Itinerary: Ravenna (km 0), Bagnacavallo (km 26), Lugo (km 34), Imola (km 62), Brisighella (km 121), Modigliana (km 136), Dovadola (km 153), Portico di Romagna (km 171), San Benedetto in Alpe (km 184), Passo del Muraglione (km 193), San Godenzo (km 205), Firenze (km 251), Pontassieve (km270), Poppi (km 326), Stia (km 354), Santa Sofia (km 406), Galeata (km 414), Meldola (km 456), Bertinoro (km 471), Forlì (km 486), Cervia (km 515), Ravenna (km 554)
Duration: 72 hours
Total distance: 554 km
When: from mid-April to the end of October
It’s surely not a coincidence if Romagna was the only Italian region mentioned by Dante Alighieri in The Divine Comedy. It is instead, due to the love the Supreme Poet, universally recognised as the father of the Italian language, felt for the territory that welcomed him after he was exiled and that protected him until his death, affording him the acclaim and serenity he had sought in vain for so long.

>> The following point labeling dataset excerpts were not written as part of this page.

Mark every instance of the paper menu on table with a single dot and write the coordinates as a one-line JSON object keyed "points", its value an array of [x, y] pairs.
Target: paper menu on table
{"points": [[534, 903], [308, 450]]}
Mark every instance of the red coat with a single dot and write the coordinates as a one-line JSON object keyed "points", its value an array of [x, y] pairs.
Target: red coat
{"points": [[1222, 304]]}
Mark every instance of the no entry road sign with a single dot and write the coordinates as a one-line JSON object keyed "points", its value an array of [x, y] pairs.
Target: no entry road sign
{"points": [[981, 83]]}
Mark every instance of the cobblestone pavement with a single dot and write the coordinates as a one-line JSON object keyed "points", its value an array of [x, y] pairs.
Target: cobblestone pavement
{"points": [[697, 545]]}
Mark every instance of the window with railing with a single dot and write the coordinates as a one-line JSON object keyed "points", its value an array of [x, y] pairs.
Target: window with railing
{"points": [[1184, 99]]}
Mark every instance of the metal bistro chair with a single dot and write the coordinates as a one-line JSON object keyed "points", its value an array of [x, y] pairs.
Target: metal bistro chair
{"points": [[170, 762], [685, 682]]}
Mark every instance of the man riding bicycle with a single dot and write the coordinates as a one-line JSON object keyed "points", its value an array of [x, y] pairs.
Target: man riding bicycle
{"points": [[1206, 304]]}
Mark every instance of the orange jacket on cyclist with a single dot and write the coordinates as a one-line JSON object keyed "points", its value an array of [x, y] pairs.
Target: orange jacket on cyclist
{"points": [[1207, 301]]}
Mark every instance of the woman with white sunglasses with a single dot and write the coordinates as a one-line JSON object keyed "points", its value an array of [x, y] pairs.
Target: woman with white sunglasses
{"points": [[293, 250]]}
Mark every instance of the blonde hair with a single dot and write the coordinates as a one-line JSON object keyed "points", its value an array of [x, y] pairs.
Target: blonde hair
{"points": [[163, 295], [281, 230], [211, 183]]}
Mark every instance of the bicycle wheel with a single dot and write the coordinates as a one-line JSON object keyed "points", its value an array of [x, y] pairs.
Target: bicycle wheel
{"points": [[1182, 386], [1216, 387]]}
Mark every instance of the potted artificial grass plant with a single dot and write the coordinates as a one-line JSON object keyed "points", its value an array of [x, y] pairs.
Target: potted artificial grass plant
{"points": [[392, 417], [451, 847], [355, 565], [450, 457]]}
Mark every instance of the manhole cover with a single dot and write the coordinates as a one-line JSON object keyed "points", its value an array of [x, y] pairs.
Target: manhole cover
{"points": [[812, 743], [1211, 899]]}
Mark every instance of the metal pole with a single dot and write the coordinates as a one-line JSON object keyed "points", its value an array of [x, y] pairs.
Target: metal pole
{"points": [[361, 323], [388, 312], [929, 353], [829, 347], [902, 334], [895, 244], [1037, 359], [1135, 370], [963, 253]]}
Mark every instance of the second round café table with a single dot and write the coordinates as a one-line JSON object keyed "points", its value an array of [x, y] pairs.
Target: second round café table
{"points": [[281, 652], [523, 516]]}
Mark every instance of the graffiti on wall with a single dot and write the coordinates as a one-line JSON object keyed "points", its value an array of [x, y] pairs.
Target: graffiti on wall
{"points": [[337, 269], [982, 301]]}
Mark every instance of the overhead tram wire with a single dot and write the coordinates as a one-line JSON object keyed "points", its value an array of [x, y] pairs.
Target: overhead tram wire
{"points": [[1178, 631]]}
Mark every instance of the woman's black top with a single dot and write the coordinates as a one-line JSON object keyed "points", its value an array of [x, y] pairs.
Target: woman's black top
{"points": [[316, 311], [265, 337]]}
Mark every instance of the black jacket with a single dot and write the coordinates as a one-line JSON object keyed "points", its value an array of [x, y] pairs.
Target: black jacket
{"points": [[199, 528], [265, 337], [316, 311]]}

Many traces remain of this story, full of heroic figures, impregnable castles, cruel battles, abbeys and magical natural sites, and this itinerary ticks them off one-by-one. Starting in Ravenna, which for centuries has jealously guarded his mortal remains, we head to the fortresses on the plain that he lauded - Bagnacavallo, Imola, Faenza and Forlì - and the castles that hosted him, still dotted along the charming roads that climb towards the Apennine ridges.
To this day, in their nooks and crannies, these places continue hide the same natural wonders that fascinated the poet, from the waterfalls of Acquacheta to that “dark wood” as the primordial Casentino Forest still is today. Beyond the crest are the Arno and his home town of Florence. We then head back again, through the fascinating Casentino Forest to where, 700 years ago, Dante Alighieri left this earth life, to be embraced by all eternity.